Bristol Myers Squibb fully enrolled the Phase 2 TargetTau-1 trial evaluating BMS-986446 in early Alzheimer's disease with primary completion expected in 1H 2027. Bristol Myers Squibb is conducting the Phase 2 TargetTau-1 clinical trial in approximately 310 patients with early Alzheimer's disease (NCT06268886). BMS-986446 (formerly PRX005) is a potential best-in-class antibody for the treatment of Alzheimer's disease that specifically targets a key epitope within the microtubule binding region (MTBR) of tau, a protein implicated in the causal pathophysiology of Alzheimer's disease. Bristol Myers Squibb completed a Phase 1 trial evaluating a subcutaneous formulation of BMS-986446 and conducted a Phase 1 open-label single-dose clinical trial to assess subcutaneous administration (NCT06955741). BMS-986446 was granted Fast Track designation by the U.S. FDA as a treatment for Alzheimer's disease.

Prothena is conducting a Phase 1 first-in-human clinical trial to evaluate the safety, tolerability, immunogenicity, and pharmacokinetics of single ascending and multiple doses of PRX019 in healthy adults with completion expected in 2026. Bristol Myers Squibb obtained the exclusive global license for PRX019 in 2024. Prothena has potential to earn a clinical milestone by end of 2026 should Bristol Myers Squibb decide to further develop PRX019, a potential treatment of neurodegenerative diseases in development in collaboration with Bristol Myers Squibb.

Prothena presented preclinical data on its TDP-43 CYTOPE program at Neuroscience 2025 (Society for Neuroscience) and at the International Symposium on ALS/MND demonstrating the potential of Prothena's CYTOPE technology to target intracellular disease pathways. TDP-43 CYTOPE is a proprietary preclinical program enabling precision intracellular targeting of TDP-43 pathology, a defining pathogenic feature of ALS and other TDP-43 proteinopathies. Prothena is evaluating PRX012-TfR, a once-monthly, subcutaneous anti-Aβ antibody combined with transferrin receptor technology for the treatment of Alzheimer's in preclinical studies.
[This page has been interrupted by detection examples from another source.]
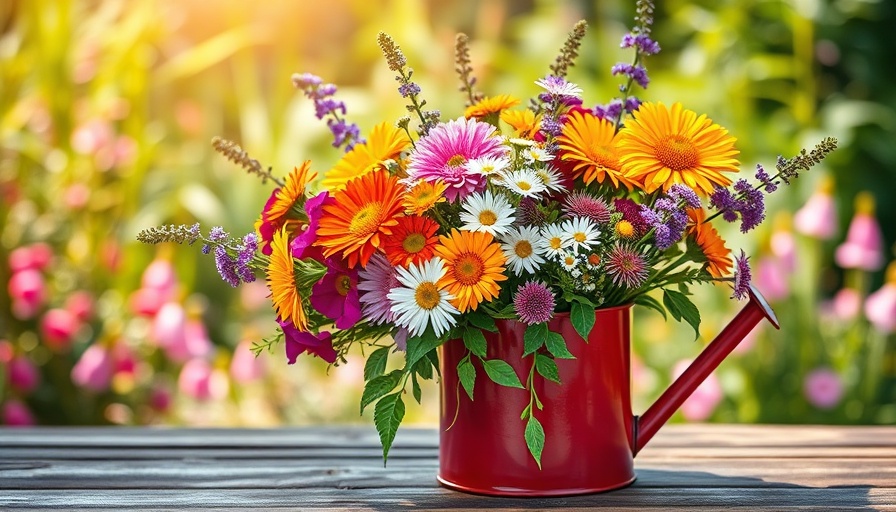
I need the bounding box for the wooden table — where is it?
[0,425,896,511]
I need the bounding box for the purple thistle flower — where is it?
[602,244,649,289]
[513,281,556,325]
[731,250,751,300]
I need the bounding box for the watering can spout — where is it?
[632,284,781,454]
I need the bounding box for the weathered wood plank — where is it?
[0,487,896,511]
[0,459,896,491]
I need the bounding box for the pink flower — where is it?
[832,288,862,321]
[72,344,114,392]
[3,399,36,427]
[408,118,506,202]
[755,255,790,301]
[177,359,230,400]
[834,192,884,271]
[6,356,40,394]
[277,320,336,364]
[311,259,361,329]
[865,262,896,334]
[8,243,53,272]
[7,268,47,320]
[803,368,843,409]
[672,360,723,421]
[793,178,837,240]
[230,340,265,384]
[40,309,81,351]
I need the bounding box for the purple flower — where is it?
[513,281,555,325]
[731,250,751,300]
[277,319,336,364]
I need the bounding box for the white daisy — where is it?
[466,156,510,176]
[520,146,554,162]
[501,226,544,276]
[536,224,572,260]
[562,217,600,251]
[535,165,566,192]
[388,257,460,336]
[498,169,547,198]
[460,190,516,235]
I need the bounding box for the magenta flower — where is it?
[513,281,556,325]
[311,259,361,329]
[277,319,336,364]
[72,345,114,392]
[358,253,401,324]
[793,179,837,240]
[834,192,884,272]
[408,118,506,202]
[803,368,843,409]
[865,262,896,334]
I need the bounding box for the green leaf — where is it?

Prothena has potential to earn up to $105 million in aggregate clinical milestone payments by end of 2026 related to the advancement of both coramitug for ATTR amyloidosis with cardiomyopathy by Novo Nordisk and PRX019 for neurodegenerative diseases by Bristol Myers Squibb.

Prothena expects the full year 2026 net cash used in operating and investing activities to be $50 to $55 million and expects to end the year with approximately $255 million in cash (midpoint). Financial guidance does not include the potential to earn up to $105 million in aggregate clinical milestone payments from strategic partners in 2026. At the Extraordinary General Meeting on November 19, 2025 Prothena obtained shareholder approval to reduce share capital to create distributable reserves to support a share redemption program to be conducted in 2026 if deemed appropriate.